Any news? Police should have had time to apprehend the hateful driver that made of without leaving his details after a collision on the road (an offence on its own) hope this has not put your son of cycling as most drivers would be ashamed of such behaviour.


----------



## Lozz360 (7 Feb 2018)

bozmandb9 said:


> Hi there guys.
> 
> On a training ride today I was a victim of road rage. A white van man took exception to the fact that I was in the middle of the road approaching a t-junction, he felt I should stay tight into the curb and indicate!
> 
> ...


It’s been a week since you posted. Any further developments?


----------



## bozmandb9 (10 Feb 2018)

SpokeyDokey said:


> *Mod note:
> *
> Deleted the 'snowflake' posts and any related to them. Derogatory terms such as this are really not needed in the civilised world of CC.



Thanks for doing this. Glad I didn't see them. There is a rather nasty side to this site sometimes.


----------



## bozmandb9 (10 Feb 2018)

Lozz360 said:


> It’s been a week since you posted. Any further developments?



Nothing yet Lozz, to be fair, I wasn't expecting quick developments. The PC dealing with it said it would be a week or so before they get the driver in for interview, and also she needs to come and interview my son.

With regard to the 'Ponce' insult, and 'hate crime' side, my view is that cyclists need more protection. We are a minority on the roads, and face daily threats to our lives through the deliberate or careless actions of others, so any way in which I can get Police to take any incident more seriously I will use. Furthermore, I think the use of this term was telling. It shows that the driver has a preconception and dislike for me based on either my choice to cycling, or the way I appear whilst cycling. It is not accurate, or relevant, except to demonstrate his prejudice, and that, in my view, makes the 'crime' worse, than if he was simply taking issue with me over my use of the roads.

Thanks to those who have made constructive comments, and to those who made comments which had to be deleted, I leave you to karma and the puncture fairy.


----------



## bozmandb9 (10 Feb 2018)

Milzy said:


> Ponce originated in the UK and came to prominence in the 1960's, initially to describe a pimp. In Spanish it means "prince" and could have either been referring to the fancy, over-the-top clothing and jewelry popular with pimps, or because he was surrounded by a harem of women, involved in the underworld, but usually not the actual "king" of the area (he had to pay tribute to use the block or neighborhood).
> 
> Now it is generally used to refer to someone (usually a male) who dresses in nicer clothing and acts in a polished fashion; often interchangable with fag or pussy, but not necessarily as derogatory: a ponce is not necessarily homosexual, nor are they necessarily passive or weak, but they would tend to be thought of as metrosexual or gay in their manner of dress.
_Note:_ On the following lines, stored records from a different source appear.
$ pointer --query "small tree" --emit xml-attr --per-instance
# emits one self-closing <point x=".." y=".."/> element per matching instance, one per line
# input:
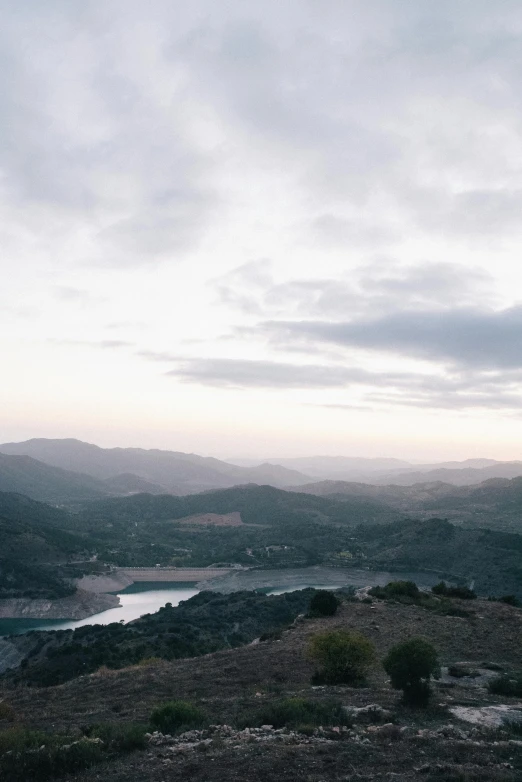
<point x="324" y="603"/>
<point x="343" y="657"/>
<point x="410" y="666"/>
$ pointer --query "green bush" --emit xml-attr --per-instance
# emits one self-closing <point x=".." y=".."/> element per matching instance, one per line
<point x="297" y="713"/>
<point x="177" y="716"/>
<point x="35" y="755"/>
<point x="396" y="589"/>
<point x="444" y="590"/>
<point x="323" y="603"/>
<point x="410" y="666"/>
<point x="32" y="755"/>
<point x="344" y="657"/>
<point x="506" y="685"/>
<point x="510" y="600"/>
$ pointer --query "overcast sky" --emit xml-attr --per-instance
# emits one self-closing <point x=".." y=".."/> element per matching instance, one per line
<point x="248" y="228"/>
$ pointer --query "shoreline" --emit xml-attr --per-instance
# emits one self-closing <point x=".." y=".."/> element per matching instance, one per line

Even if you are gay, been called that isn’t a hate crime.



This is as pathetic as it is inaccurate.


----------



## I am Spartacus (10 Feb 2018)

Shockin'
Out on hi end carbon bikes in this weather.


----------



## bozmandb9 (10 Feb 2018)

I am Spartacus said:


> Shockin'
> Out on hi end carbon bikes in this weather.



We only have one bike each, they were high end originally, now 7 years old, but still do their job perfectly, and immensely valuable to us! (15 hours per week each).


----------